Еще одна женщина сняла с себя варежки – огромные, явно мужские – и натянула на меня. Я часто оказывалась в незнакомых местах и знала, что в таких ситуациях лучше ничего не говорить и не спорить. Соглашаться и говорить «спасибо». Умение мимикрировать, ассимилироваться у меня было развито слишком сильно и слишком рано. Я так сливалась с окружающей действительностью, мгновенно перенимая говоры, манеру поведения, стиль в одежде, что даже меня пугало это свойство. Мама же всегда оставалась яркой, не такой, как все, плыла против течения, не изменяла себе. Она была бельмом на глазу, женщиной, на которую показывают пальцем и крутят у виска. Насколько я умела слиться с обстановкой, став неприметной, настолько моя мама умела привлечь к себе внимание.
Мама стащила чемоданы, расстегнула дубленку и стояла, обнажив глубокое декольте. Она всегда путешествовала так, будто из аэропорта сразу же собиралась в ресторан. Вокруг нее собралась толпа. Все смотрели, как эта ненормальная женщина стягивает с шеи шелковый шарфик и обмахивается им.

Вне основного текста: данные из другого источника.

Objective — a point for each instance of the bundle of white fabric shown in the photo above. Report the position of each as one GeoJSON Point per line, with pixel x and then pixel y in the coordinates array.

В детстве я всегда восхищалась мамой, ее способностью произвести впечатление на окружающих. Но я не могла для себя решить – моя мама по-настоящему сумасшедшая, раз так себя ведет, или ей просто нравится так себя вести? В тот момент стало очевидно, что мне досталась мама «точно ку-ку», как часто про нее говорили мои одноклассники. В каком бы городе, в какой бы школе я ни оказалась, моя мама рано или поздно, а чаще сразу же признавалась «совсем ку-ку». Наверное, из-за этого с ней боялись спорить директора и завучи школ, соглашаясь взять меня посреди года в тот класс, в котором я не должна учиться. Однажды я целый год проучилась в восьмом классе вместо шестого лишь потому, что мама забыла, какой класс я окончила. Моя учеба ее мало интересовала. Еще полгода я училась в восьмом классе вместо девятого, потому что мама запомнила, что я окончила седьмой, а про то, что было дальше, – не помнила. Меня экстренно принимали в пионеры в шестом классе. А в комсомол приняли в пятом, так, на всякий случай. Так что комсомолкой я стала раньше, чем пионеркой. Поскольку ни галстука, ни значка у меня не имелось, в новой школе я ходила без всяких опознавательных знаков. Могла ходить каждый день в белом фартуке лишь потому, что черный мы забыли то ли в Москве, то ли у бабушки. Или, наоборот, в черном, потому что забыли белый. В этом северном городке я пришла в школу в синей форме, только введенной в столице. Мама отчего-то решила ее непременно «достать» через знакомую заведующую в «Детском мире» и, что совсем удивительно, не забыла положить форму в чемодан. Я была единственной девочкой, кто ходил в школу в форме. Остальные носили штаны с начесом, ватники и сидели на уроках в накинутых на плечи тулупах. Лишь я была одета по столичной моде, потому что у меня не было ни ватника, ни тулупа, ни штанов.
– Маша! Ты где? Маша! – Я очнулась от маминого крика.
– Я здесь, – ответила я.
Мама не опознала меня в груде одежды.